Dev Diary #3 - Building Schemas to Control Your Datasets

2024-03-22

Last week we showed off how we are going to let you design the perfect dataset for your use-case using the idea of a schema to describe what your generated data should look like. This week we talk about the schema builder, get into how these schemas will help make better datasets, and how we are thinking about complexity in datasets.

Schema builder

If you saw the horrible JSON last week you can imagine it might not be the most intuitive thing to write so we went ahead and built a UI for creating schemas. Hopefully this tool gives you everything you need to create both complex and simple schemas, for both inputs and outputs.

The best way to understand how it works is to use it, but here are a few highlights:

  • Create typed variables
  • Template those variables together in a description
  • Certain types have additional properties (i.e set ranges for numbers, or token length for strings)
  • Use structs to format data as JSON
  • Use arrays to force multiple generations of the same data
  • Use enums to scope inputs and outputs to specific values
  • Drag and drop to reorganize variables into structs and arrays

In the coming weeks we will add more helpful tooltips and validation so your schemas are more reliable and easier to work with.

Of course if you do feel like writing horrible JSON let us know and we might add that option as well instead of using the UI.

Better dataset with schemas

Having more control over your synthetic datasets is really important for the quality of your models, because you know your use-case best. Schemas give you finer control over your dataset generation process and we can now add features such as type checking, forcing JSON outputs, defining input/output structures etc.
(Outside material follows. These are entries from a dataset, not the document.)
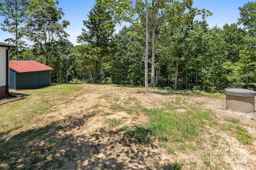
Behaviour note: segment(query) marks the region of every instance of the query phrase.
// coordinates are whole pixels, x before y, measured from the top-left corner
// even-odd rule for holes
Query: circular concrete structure
[[[256,92],[238,88],[225,89],[226,106],[229,109],[244,112],[254,111]]]

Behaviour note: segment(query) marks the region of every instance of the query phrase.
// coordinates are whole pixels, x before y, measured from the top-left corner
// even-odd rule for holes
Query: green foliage
[[[235,123],[240,122],[240,120],[238,119],[236,119],[234,117],[225,117],[224,119],[224,120],[230,122],[232,122]]]
[[[253,138],[248,133],[247,130],[240,126],[236,127],[237,136],[236,138],[244,145],[252,145]]]
[[[28,0],[5,0],[0,2],[0,15],[5,19],[1,21],[1,29],[10,33],[14,37],[4,40],[17,47],[14,48],[16,59],[18,59],[19,51],[26,45],[22,39],[24,37],[22,27],[27,19]]]
[[[134,27],[124,27],[114,37],[118,50],[111,64],[110,74],[113,83],[143,84],[144,72],[140,62],[144,56],[144,43]]]
[[[111,61],[115,52],[112,41],[115,25],[106,7],[96,2],[89,12],[88,20],[83,21],[87,29],[82,29],[77,42],[81,58],[91,71],[94,71],[94,82],[97,82],[98,70]]]
[[[34,43],[34,54],[43,55],[46,65],[54,55],[55,43],[69,36],[64,29],[70,22],[63,20],[59,23],[64,15],[61,9],[49,3],[42,4],[29,12],[24,27],[26,36]]]
[[[242,24],[245,29],[249,29],[250,33],[253,36],[256,35],[256,25],[254,21],[256,20],[256,2],[248,2],[243,7],[239,7],[240,18],[238,19],[238,24]]]
[[[126,128],[124,136],[128,138],[130,142],[148,145],[150,144],[150,136],[152,134],[152,130],[148,127],[138,125],[136,125],[131,129]]]
[[[164,170],[180,170],[181,169],[183,164],[180,163],[174,162],[171,165],[165,166]]]
[[[199,111],[178,114],[171,111],[151,110],[148,113],[150,127],[154,135],[163,141],[182,141],[194,140],[204,127],[204,119],[210,114]]]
For example: If you need to generate a dataset about movie reviews, involving a review, rating from 0-10 and a yes/no if someone would recommend the movie based on the review and rating. You will be able to define the exact structure and length of the review, as well as ensure that the generated rating is an integer etc. Before schemas you would have to prompt engineer the correct inputs/outputs, but now you can define exactly what you need.

In short, schemas prevent unnecessary hallucinations and gives you finer control over your synthetic dataset.

Adding further control over your synthetic dataset’s — adjust the complexity in your outputs

We are also working on adding complexity controls to your dataset outputs. Complexity control will allow you adjust the depth and details in your generated outputs while adhering to the schema provided by you.

Taking a story writing use case for example, both of the following sample have the same knowledge and style but differ in complexity:

  • Example 1 (lower complexity response) Once upon a time, a boy named Jack traded his cow for magic beans. The beans grew into a giant beanstalk reaching up to the sky. Jack climbed the beanstalk and found a castle with a giant living in it. He stole a hen that laid golden eggs and a harp that played by itself. Jack escaped down the beanstalk, cut it down, and he and his mother lived happily ever after with their riches.
  • Example 2 (higher complexity response) Jack, a curious boy from a poor village, traded his last cow for magic beans from a mysterious old woman. Overnight, the beans grew into a giant beanstalk reaching up into the clouds. Bravely, Jack climbed it, discovering a hidden world above where a giant lived with his stolen treasures, including a goose that laid golden eggs and a magical harp. Using his wit, Jack managed to take the goose and the harp, but the giant chased him down the beanstalk. Once safely back, Jack chopped down the beanstalk, defeating the giant and saving his village from further threat. With the golden eggs, Jack and his mother became wealthy, but he often looked up at the sky, wondering about the secrets beyond the clouds.

Expect this feature to be shipped and available to you next week.

Changelog

Schema Builder

See above and these other improvements:

  • Reworked dataset creation and editing into a single dataset designer.
  • Added a side navigation so that you can easily get around the designer.
  • Fixed a few bugs relating to creating datasets.

Knowledge Graph:

  • Greatly improved key topics generation for knowledge graphs when dealing with complex use cases like information extraction.
  • Made improvements to the diversity of the topics generated for a use case.

Fixes

  • Training model button disappeared on small screens.
  • Dataset views will now display schemas.
  • GetModel requests will not stop running if they 404 on the dataset view.